DIAPHANES MAGAZINE No. 4
Merry Xenotism!

Softcover, 148 pages

PDF, 148 pages

Was there ever anything inherent? Or wasn’t there always something different—­appropriated? The narratives of identity: exhausted among ­undead restoration and the fragmented discourses of equality. Every self-image forecasts its own ­disappearance. The longer you look at it, the more alien its returning stare. Even a square ­centimeter of mucous membrane or the thinnest of ­biofilms ­reveal the body as a transitory space, the indivi­dual as a colony: I am I and all ­my ­microorganisms—and those of my ancestors and their genotypes formed through ages of adaptation. Mutation and migration—from micro- to socio-biome: we are we and all our languages, ideas, and cultures, together with their epidemic religious and knowledge wars.

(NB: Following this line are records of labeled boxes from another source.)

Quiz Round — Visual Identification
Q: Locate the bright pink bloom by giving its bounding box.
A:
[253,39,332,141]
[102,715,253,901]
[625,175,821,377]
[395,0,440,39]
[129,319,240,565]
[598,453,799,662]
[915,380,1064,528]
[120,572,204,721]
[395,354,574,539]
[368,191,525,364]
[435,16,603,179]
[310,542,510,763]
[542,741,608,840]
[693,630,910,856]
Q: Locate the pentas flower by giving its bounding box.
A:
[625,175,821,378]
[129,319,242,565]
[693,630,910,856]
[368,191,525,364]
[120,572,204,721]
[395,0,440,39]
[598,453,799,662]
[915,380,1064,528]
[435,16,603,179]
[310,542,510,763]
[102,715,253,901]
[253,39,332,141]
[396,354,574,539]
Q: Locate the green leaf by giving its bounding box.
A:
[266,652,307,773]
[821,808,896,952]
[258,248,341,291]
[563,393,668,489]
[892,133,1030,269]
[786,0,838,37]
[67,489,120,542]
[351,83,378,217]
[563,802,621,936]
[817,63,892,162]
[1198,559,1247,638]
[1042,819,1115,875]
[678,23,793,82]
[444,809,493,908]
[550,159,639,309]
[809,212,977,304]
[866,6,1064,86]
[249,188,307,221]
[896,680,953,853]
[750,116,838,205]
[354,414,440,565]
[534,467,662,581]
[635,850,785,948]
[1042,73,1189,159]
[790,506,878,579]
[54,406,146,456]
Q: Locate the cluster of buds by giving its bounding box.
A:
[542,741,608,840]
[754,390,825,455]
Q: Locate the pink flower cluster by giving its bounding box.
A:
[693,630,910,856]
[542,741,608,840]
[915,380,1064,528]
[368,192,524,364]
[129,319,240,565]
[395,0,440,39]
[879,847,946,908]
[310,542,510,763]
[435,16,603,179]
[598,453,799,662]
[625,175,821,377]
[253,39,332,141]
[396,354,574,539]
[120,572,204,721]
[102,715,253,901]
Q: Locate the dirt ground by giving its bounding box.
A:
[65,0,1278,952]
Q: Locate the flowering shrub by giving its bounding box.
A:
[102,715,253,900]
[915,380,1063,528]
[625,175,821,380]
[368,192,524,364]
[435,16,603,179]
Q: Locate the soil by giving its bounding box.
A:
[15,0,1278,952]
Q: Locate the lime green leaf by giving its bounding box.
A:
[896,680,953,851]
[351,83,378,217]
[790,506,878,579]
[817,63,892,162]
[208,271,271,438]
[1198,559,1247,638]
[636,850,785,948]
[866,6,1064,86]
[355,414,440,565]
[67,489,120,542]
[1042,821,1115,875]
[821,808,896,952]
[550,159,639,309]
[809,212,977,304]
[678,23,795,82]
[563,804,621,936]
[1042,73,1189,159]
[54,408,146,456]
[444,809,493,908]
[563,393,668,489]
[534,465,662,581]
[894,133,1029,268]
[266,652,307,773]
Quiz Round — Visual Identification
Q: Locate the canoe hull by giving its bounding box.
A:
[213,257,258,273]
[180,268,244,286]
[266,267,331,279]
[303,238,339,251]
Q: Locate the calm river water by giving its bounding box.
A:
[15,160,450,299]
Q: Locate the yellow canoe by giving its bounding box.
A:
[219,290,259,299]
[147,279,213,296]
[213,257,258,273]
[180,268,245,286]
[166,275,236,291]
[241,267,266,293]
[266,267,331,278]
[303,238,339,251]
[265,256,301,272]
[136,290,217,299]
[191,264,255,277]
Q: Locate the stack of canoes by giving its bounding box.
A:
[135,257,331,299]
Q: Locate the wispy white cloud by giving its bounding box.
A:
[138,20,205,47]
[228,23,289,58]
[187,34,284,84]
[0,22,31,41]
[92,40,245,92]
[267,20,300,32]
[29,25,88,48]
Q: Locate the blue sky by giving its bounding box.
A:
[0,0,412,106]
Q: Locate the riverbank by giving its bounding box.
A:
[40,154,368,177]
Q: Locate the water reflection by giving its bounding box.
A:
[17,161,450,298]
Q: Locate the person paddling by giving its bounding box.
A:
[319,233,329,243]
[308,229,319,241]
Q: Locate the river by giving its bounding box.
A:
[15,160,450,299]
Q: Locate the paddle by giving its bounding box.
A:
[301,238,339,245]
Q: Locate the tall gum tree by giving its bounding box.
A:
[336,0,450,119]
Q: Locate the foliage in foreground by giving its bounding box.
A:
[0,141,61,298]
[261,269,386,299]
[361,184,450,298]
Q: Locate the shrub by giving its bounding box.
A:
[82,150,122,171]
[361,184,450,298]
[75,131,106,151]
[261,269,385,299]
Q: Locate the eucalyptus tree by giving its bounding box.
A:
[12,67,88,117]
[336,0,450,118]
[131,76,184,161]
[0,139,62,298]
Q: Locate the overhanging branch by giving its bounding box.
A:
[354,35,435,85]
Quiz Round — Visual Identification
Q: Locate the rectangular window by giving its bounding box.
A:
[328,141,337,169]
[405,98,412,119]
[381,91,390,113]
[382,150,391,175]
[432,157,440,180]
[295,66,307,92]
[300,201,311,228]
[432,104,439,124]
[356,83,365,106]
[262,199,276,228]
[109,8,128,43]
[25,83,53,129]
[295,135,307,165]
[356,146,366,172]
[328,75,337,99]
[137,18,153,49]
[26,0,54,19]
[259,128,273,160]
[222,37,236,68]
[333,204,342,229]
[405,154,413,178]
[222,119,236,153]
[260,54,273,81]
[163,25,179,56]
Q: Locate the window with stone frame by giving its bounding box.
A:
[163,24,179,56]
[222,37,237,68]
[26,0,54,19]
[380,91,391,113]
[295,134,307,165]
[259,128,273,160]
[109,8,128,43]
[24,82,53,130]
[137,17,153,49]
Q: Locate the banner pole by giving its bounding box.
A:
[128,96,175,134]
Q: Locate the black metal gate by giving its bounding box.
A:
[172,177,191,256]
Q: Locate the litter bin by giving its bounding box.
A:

Merry Xenotism! This edition sings the ­praises of diversity, of cheerful border traffic, of the vital contagiousness of the alien: Yves ­Netzhammer projects a digital agglomeration; Lynn ­Hershman Leeson signs her antibody. Parzival’ has no ­identity, but a mission. What or who is Zah Zuh, and where is the next bit? Angelika Meier ­ explains who the author really is, A.K. Kaiza what ­Wakanda would be if it existed. Slavs and Tatars call for repetition and temporal amalgamation, Zoran Terzićfor political transplantations. And will Swiss beeches soon need homeland ­security against xenophytic oaks?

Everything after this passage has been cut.